Aug. 20 (Bloomberg) -- Harvard University and Princeton University tied for the top spot in U.S. News & World Report’s rankings of the best schools, the 10th straight year either or both have been first among national research institutions.

Williams College, in Williamstown, Massachusetts, was the top liberal arts college. Princeton, in Princeton, New Jersey, was first, or tied for first among national research universities with Harvard, in Cambridge, Massachusetts, from 2001 until it placed second last year, according to the magazine, which announced the rankings yesterday.

U.S. News’s ratings, begun in 1983, are based on criteria such as student test scores, selectivity and peer evaluations. Universities also are graded on faculty pay and financial aid, which may be affected by the recession. Estimates from Harvard and Princeton that endowments declined at least 25 percent for the fiscal year ended June 30 didn’t affect this year’s rankings because they used fiscal year 2008 data, said Robert Morse, director of data research at U.S. News in Washington.

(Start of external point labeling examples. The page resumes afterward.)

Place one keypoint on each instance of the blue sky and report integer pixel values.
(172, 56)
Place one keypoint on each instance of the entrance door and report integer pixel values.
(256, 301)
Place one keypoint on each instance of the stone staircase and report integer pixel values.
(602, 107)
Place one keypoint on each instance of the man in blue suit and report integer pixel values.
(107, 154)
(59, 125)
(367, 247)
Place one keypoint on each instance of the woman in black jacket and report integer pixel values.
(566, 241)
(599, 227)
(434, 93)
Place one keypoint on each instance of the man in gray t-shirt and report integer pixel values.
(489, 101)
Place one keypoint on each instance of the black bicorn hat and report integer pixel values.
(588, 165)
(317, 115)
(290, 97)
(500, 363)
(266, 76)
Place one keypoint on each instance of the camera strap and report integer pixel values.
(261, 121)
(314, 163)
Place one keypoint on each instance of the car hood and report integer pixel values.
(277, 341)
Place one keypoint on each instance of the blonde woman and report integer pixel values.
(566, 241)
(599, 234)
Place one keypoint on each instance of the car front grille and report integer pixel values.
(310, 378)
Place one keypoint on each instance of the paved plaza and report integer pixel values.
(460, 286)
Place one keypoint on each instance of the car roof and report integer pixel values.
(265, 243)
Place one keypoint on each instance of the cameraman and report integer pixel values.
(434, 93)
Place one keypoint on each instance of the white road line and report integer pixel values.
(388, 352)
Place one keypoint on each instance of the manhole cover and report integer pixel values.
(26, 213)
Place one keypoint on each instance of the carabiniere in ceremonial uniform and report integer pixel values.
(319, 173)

“The impact in our rating isn’t going to be this year but next year and the year after that,” he said.

Yale University, in New Haven, Connecticut, was ranked third among national universities, as it was last year. Four schools were tied for fourth: California Institute of Technology, in Pasadena; Massachusetts Institute of Technology, in Cambridge; Stanford University, near Palo Alto, California; and the University of Pennsylvania, in Philadelphia.

Liberal Arts Schools

Among liberal arts colleges, which are smaller than research universities and don’t offer graduate degrees, Amherst College, in Amherst, Massachusetts, was second, followed by Swarthmore College, in Swarthmore, Pennsylvania. Middlebury College, in Middlebury, Vermont, and Wellesley College, in Wellesley, Massachusetts, were tied for fourth.

College presidents have criticized the rankings as distorting the admissions process by leading students to look at the list and not whether a school fits their needs. Presidents of Amherst, Williams and Swarthmore said in 2007 they wouldn’t use the ratings to promote their colleges and would only provide the magazine with information it gives other college guides.

Universities have also been accused of manipulating their policies to improve their rankings. At a conference in June, a Clemson University staff member described steps the school in Clemson, South Carolina, took to move up in the rankings, including giving its peer schools “below average” ratings to inflate its own standing, according to insidehighered.com.

Vying for Top

While Clemson officials said they aspire to be ranked among the top 20 public universities, the school denied it engaged in unethical behavior.

Most measures taken to improve position in the ratings, such as lowering class sizes and improving graduation ranks, are often good for students, Morse said.

Morse, who has worked for U.S. News since 1976, said the magazine never expected the rankings would gain such importance when they were introduced.

“That was the last thing on our mind, that they would be an influential force,” he said. “It was for consumers and now it’s becoming the publicly accepted bench mark. That wasn’t part of our thought process.”